Y faltaba, claro, la colección de viajes, dedicada a Max Aub, intelectual valenciano nacido en París, exiliado en América y cuya Fundación reside en la castellonense Segorbe. Escritor que reivindicaba su tierra con aquella frase famosa de que «no se es de donde se nace sino de donde se hace el bachillerato».

En esta nueva colección de viajes, donde se prepara edición de la estancia cubana de Max Aub, el primer título en aparecer es una auténtica gozada: Genaro Lahuerta. Hacia África. Diario de un viaje, 1953, el segundo de los hallazgos que desvelaremos en este artículo.

El pintor valenciano, ya acostumbrado a dejarnos testimonio literario de sus viajes al extranjero aunque mantuviera inédito su viaje a Italia, guardó celosamente en un cajón las cultas referencias que redactó tras su viaje a las colonias saharianas españolas en 1953 y en 1956, poco antes de que se emprendiera la descolonización de un territorio que nos era tan ajeno. Ajeno y lejano aunque con raíces históricas desde que en el siglo XV los reyes de Castilla y Aragón, Isabel y Fernando, iniciaron lo que se vino en llamar la política africana de España buscando, según arguyeron, la seguridad de las costas peninsulares a fin de evitar los asaltos de piratas berberiscos. Desde entonces, el colonialismo español no cesó de dirigir sus miradas y sus tentáculos hacia posiciones africanas.

Tras el acuerdo con Portugal de repartirse el mundo desconocido, España pasó a controlar una amplia zona costera en el oeste marroquí que se extendía desde Santa Cruz del Cabo Aguer (Agadir) hasta el Cabo Bojador, frente a un archipiélago canario que, por aquel entonces, España no había terminado de someter. Una fortaleza en la bahía de Puerto Cansado, al norte del cabo Juby, fue el lugar donde, con casi toda seguridad, se levantó el estandarte español desde 1476 a 1527, año en que los bereberes arrasaron completamente la base militar y comercial española en el Atlántico africano. Curiosamente, aquel primitivo y desaparecido enclave español, al que el alicantino Jorge Juan se refirió ampliamente en sus conversaciones con el sultan de Marrakech en 1767, volvió a la actualidad cuando tres siglos después, en 1868, españoles y franceses se disputaban el territorio magrebí con evidentes ansias coloniales. España, claro, reivindicó sus derechos históricos sobre la zona, consiguiendo el dominio de Ifni aunque, probablemente, no se correspondiera con el olvidado territorio de Santa Cruz de la Mar Pequeña.

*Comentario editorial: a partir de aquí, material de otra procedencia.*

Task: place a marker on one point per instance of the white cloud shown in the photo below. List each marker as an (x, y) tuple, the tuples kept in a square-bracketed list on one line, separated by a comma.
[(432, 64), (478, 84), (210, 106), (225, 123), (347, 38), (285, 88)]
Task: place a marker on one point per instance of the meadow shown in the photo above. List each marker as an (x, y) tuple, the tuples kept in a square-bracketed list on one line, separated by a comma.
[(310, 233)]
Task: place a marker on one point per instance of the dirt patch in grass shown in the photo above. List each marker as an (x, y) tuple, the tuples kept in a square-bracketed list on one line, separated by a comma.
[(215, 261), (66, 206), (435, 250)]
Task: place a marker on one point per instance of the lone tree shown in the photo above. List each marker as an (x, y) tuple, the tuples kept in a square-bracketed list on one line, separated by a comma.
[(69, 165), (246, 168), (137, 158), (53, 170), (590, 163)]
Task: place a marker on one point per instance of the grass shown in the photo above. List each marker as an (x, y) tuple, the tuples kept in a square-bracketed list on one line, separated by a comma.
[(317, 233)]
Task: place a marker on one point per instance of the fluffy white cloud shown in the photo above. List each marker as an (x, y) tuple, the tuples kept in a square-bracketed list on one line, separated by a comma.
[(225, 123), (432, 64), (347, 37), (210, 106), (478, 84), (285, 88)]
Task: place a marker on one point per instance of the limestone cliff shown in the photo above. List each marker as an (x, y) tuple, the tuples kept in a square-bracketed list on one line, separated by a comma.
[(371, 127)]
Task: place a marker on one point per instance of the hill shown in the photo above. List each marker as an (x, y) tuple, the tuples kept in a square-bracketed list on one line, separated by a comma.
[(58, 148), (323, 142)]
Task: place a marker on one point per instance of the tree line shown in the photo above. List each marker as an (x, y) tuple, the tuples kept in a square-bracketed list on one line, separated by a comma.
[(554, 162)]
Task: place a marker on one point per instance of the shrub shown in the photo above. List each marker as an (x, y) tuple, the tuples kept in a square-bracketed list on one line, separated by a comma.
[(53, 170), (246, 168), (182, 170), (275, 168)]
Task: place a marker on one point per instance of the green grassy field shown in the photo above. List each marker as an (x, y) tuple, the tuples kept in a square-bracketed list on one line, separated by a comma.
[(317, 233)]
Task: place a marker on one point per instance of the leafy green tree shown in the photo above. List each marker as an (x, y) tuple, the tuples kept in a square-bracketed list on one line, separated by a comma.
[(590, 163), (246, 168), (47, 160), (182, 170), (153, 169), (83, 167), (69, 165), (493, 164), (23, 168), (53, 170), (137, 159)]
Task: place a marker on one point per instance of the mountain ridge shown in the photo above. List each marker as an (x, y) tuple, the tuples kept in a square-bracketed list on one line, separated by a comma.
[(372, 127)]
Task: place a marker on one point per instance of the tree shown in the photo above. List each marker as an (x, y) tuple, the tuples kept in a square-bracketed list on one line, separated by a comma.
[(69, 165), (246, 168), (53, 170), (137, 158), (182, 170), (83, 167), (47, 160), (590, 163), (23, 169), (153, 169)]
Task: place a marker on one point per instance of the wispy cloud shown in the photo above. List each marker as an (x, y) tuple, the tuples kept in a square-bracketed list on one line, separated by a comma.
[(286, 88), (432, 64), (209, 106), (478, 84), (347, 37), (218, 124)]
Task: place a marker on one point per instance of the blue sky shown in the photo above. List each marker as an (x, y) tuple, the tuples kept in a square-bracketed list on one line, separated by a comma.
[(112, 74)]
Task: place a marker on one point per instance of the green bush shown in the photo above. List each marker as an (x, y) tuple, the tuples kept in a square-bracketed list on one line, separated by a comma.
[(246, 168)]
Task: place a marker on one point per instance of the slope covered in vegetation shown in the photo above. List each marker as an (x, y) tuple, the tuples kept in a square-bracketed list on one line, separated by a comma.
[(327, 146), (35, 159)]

Cuando Genaro Lahuerta visitó estos mismos territorios en la década de los cincuenta del siglo pasado, la presencia militar española era una realidad y todavía no había cuajado en forma fechaciente las ansias de libertad de un pueblo que poco más tarde capitalizaría el Frente Polisario. El pintor valenciano nos deja en este librito, bellamente editado, un sorprendente y entrañable relato de las costumbres, gastronomía, paisaje y arquitectura de estos lugares y, sobre todo, una admiración por las gentes que, a su decir, le atienden de manera extraordinaria.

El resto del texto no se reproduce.